Deep Statistical Solvers & Power Systems Applications
Balthazar Donon – Institut Montefiore, Université de Liège, Belgium
Facing with the growing integration of intermittent renewable energies and disruptive market mechanisms, power systems are experiencing profound changes. To overcome this increasing complexity, RTE, the French Transmission System Operator, is investigating the use of methods arising from the Deep Learning literature. Topological changes (which affect the way power lines are interconnected) occur multiple times a day, and should thus be taken into account by the considered neural network architecture, which is made possible by Graph Neural Networks (GNNs). After having proven the ability of GNNs to imitate a power grid simulator, this work develops an approach that aims at "learning to optimize" in an unsupervised fashion.
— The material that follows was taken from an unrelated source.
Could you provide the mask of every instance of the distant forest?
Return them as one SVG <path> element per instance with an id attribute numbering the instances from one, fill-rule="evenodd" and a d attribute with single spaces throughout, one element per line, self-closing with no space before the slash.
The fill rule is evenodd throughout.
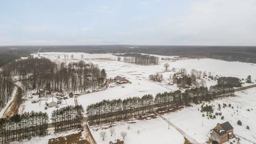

A GNN is thus trained by direct minimization of physical laws, and not by imitation.
Bio : Balthazar Donon is a postdoctoral researcher at Institut Montefiore (Université de Liège) and RTE R&D, working on the design of an AI algorithm that will advise dispatchers on the best actions to take to keep the power grid in security. He obtained his PhD in Computer Science at Université Paris-Saclay and RTE R&D under the supervision of Isabelle Guyon, Marc Schoenauer and Rémy Clément. He graduated from the École polytechnique (X2013) and Stanford University. He has a strong interest in the Energy domain and its environmental and societal implications, and in Artificial Intelligence, more specifically Graph Neural Networks and Reinforcement Learning. He aims at developing novel artificial neural network algorithms targeted at real-life and real-time Power System applications.